Matthieu nous présente un jeune homme qui avait de grands biens, qui observait la Loi de Moïse, et qui avait un grand désir d’obtenir la vie éternelle. « Maître, que dois-je faire de bon pour obtenir la vie éternelle ? » Telle est la question que le jeune homme pose à Jésus. Son désir d’obtenir la vie éternelle est vrai puisqu’il dit observer la Loi de Moïse dès sa jeunesse. Cependant, le jeune homme riche est dans une morale d’obligation où émane une justice légaliste. La morale d’obligation est une morale « individualiste ». Elle ne prend pas en compte l’autre dans la quête du bonheur. Elle est une morale qui consiste en l’application formelle des normes, bien que celles-ci peuvent entrer en contradiction les unes avec les autres. Or, il n’y a véritablement justice de la Loi que quand il y a justesse de la Loi. C’est ce à quoi bute le jeune homme riche quand Jésus lui propose de vendre tout ce qu’il possède, de le donner aux pauvres et de suivre Jésus. Cette phrase de Jésus, « va, vends tout ce que tu possèdes et donne-le aux pauvres, puis viens, suis-moi », est une manière pour Jésus d’exprimer et de formuler la Loi nouvelle. En quoi consiste cette Loi nouvelle et comment garantit-elle le bonheur ?

3. La Loi nouvelle comme garantie du bonheur

Dieu nous a choisis dans son Fils Jésus-Christ, dès avant la fondation du monde, pour être saints et irréprochables en sa présence, dans l’amour (Cf. Ep. 1, 4). Il nous a créés pour la vie béatifique, qui est l’union parfaite avec Lui. C’est ce que Saint Augustin exprime par sa célèbre phrase : « Tu nous as faits pour Toi Seigneur, et notre cœur est sans repos tant qu’il ne demeure en toi ». Saint Thomas, pour sa part, parle de mouvement du retour vers Dieu (reditus), qui caractérise toutes créatures puisqu’elles viennent de Lui (exitus). Or, par un seul homme, Adam, le péché est entré dans le monde, et, par le péché, la mort (Cf. Rom 5, 12). Mais Dieu a tellement aimé le monde qu’il a envoyé son Fils unique Jésus-Christ, pour que quiconque croit en lui ait la vie éternelle (Jn 3, 14-15). La Loi nouvelle, qui est la loi évangélique, est en effet à comprendre à travers cette promesse du salut. C’est cette Loi nouvelle que Saint Matthieu développe dans les Béatitudes (Mt 5, 1-48). Elle peut être résumée par l’amour de Dieu et du prochain. Mais cette Loi nouvelle n’est praticable qu’à la suite du Christ car il est celui qui, « pour accomplir la volonté de Dieu, a inauguré sur terre le royaume des cieux et nous a révélé son mystère, et par son obéissance a opéré la rédemption » (Vat II. Constitution dogmatique sur l’Eglise, n°3). Dieu, étant en effet la fin ultime de l’homme, celui-ci est appelé à parvenir à la béatitude par des actes libres, conscients, responsables et vertueux.

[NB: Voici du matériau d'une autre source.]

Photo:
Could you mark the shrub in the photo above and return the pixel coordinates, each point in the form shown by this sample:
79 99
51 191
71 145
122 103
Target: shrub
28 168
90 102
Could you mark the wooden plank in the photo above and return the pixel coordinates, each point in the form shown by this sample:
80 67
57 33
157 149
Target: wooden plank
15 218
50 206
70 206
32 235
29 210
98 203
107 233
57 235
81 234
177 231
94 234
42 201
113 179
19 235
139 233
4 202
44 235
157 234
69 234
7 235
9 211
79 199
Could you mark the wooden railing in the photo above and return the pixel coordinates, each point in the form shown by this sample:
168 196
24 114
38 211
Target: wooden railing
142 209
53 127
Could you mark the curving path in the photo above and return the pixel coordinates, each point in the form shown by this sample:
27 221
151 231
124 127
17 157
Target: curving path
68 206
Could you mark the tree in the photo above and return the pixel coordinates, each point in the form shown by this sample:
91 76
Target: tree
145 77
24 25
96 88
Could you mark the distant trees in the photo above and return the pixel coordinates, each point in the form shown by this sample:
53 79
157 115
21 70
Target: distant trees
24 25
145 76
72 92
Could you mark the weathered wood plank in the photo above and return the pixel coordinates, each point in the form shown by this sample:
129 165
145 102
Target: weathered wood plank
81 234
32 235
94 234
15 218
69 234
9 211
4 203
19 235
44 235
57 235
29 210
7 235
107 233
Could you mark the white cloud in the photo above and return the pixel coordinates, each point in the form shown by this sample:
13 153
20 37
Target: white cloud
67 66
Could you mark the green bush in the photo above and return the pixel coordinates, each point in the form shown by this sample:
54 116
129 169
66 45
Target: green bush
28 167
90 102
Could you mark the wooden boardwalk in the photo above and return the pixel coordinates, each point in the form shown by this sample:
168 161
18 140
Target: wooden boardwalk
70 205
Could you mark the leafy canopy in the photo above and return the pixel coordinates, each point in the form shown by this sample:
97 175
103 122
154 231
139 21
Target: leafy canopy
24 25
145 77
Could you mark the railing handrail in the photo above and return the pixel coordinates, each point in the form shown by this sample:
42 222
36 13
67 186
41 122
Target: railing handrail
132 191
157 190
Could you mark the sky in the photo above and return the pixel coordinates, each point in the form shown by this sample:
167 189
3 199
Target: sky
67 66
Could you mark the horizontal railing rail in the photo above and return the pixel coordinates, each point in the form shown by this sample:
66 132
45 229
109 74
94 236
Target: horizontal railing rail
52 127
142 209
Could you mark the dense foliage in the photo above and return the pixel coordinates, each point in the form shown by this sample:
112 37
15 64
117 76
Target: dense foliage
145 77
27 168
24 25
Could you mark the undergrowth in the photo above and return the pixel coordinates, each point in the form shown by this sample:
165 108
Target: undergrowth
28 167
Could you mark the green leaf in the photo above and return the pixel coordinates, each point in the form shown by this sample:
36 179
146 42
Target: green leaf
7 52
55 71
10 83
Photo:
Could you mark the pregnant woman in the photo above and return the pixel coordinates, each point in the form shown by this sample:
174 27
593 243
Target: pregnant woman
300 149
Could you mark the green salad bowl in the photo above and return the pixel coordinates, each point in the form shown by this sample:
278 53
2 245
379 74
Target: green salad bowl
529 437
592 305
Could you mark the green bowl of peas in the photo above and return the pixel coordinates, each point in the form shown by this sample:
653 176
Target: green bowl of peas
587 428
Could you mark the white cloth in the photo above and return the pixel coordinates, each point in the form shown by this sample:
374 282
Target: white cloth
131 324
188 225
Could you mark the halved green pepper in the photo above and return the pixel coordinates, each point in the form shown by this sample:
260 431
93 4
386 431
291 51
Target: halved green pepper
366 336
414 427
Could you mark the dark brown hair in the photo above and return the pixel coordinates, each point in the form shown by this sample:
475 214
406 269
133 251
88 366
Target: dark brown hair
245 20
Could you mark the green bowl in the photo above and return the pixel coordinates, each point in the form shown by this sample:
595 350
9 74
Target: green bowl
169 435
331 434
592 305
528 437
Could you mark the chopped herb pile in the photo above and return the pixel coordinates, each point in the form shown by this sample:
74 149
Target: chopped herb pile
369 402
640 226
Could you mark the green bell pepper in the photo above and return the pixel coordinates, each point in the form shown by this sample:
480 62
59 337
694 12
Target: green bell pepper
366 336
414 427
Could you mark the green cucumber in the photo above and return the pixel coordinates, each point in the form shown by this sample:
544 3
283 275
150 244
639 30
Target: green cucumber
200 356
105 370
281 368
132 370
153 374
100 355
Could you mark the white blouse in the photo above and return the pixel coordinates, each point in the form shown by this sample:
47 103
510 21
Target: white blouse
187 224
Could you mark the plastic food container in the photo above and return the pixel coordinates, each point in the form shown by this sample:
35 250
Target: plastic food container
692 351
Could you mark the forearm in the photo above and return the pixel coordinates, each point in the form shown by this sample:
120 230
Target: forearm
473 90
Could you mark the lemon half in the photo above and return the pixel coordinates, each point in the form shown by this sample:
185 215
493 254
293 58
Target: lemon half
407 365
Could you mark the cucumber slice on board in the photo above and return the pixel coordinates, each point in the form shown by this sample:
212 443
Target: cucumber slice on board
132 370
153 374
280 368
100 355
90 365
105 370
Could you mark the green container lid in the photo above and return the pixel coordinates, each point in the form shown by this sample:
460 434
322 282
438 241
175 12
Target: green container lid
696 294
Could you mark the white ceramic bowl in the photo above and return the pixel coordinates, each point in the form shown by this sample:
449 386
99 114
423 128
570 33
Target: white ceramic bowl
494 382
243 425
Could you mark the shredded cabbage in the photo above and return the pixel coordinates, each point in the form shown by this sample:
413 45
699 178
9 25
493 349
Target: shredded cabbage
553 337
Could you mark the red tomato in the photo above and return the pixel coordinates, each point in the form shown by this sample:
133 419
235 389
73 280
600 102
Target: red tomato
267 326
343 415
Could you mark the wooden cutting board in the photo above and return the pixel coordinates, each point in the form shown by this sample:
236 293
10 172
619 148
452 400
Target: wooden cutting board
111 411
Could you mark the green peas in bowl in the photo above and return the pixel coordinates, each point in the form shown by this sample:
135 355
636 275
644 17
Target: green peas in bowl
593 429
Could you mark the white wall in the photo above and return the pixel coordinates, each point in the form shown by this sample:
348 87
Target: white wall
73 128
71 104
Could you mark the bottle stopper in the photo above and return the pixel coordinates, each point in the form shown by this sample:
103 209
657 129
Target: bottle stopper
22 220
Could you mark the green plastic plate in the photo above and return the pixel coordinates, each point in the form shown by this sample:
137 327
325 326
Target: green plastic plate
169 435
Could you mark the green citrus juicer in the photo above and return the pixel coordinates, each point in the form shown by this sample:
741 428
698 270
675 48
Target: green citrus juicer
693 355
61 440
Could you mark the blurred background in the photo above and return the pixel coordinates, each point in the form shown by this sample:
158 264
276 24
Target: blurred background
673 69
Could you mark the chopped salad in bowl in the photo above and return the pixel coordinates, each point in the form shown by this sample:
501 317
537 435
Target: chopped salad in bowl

« Va, vends ce que tu possèdes et donne-le aux pauvres, et tu auras un trésor dans les cieux ; puis viens, suis-moi. » est une invitation à la perfection et au bonheur. A la perfection comme Dieu notre Père est Parfait, et le bonheur est participation à son amour en s’unissant à Lui. C’est à cette perfection que nous sommes tous appelés. Pour l’accomplir, nous devons nous rendre disponibles et ouverts à la grâce divine. La Loi nouvelle n’est donc pas utopique, elle est celle par quoi nous accédons à la Béatitude éternelle, qui est l’union parfaite et éternelle à Dieu. Certes, par rapport à la Loi ancienne, la Loi nouvelle est urgente, elle nécessite pour nous une réponse urgente. Sa justice surpasse l’ancienne justice, par sa radicalité et les exigences de l’amour du prochain ; elle se « vérifie » dans les œuvres et prend origine dans une relation intérieure et intime avec Dieu. Mais Dieu, qui nous a destinés à partager son bonheur, prend soin de nous, ses enfants, en nous donnant les grâces nécessaires pour y accéder. Ces grâces dont Il nous comble sont, d’une part, les vertus théologales qui nous purifient et nous aident à s’unir à Lui, et, d’autre part, les sacrements. La radicalité de la Loi nouvelle peut donner l’impression de la difficulté et même de l’impossibilité d’accéder au salut, à la vie éternelle, au bonheur. C’est Dieu qui nous a aimés le premier et sa grâce nous précède toujours. Jésus exprime cela en disant : « quiconque aura laissé maisons, frères, sœurs, père, mère, enfants ou champs, à cause de mon nom, recevra bien davantage et aura en héritage la vie éternelle (Mt 19, 29). Cette réponse de Jésus à ses apôtres confirme le bonheur qui a été préparé pour les hommes depuis la fondation du monde.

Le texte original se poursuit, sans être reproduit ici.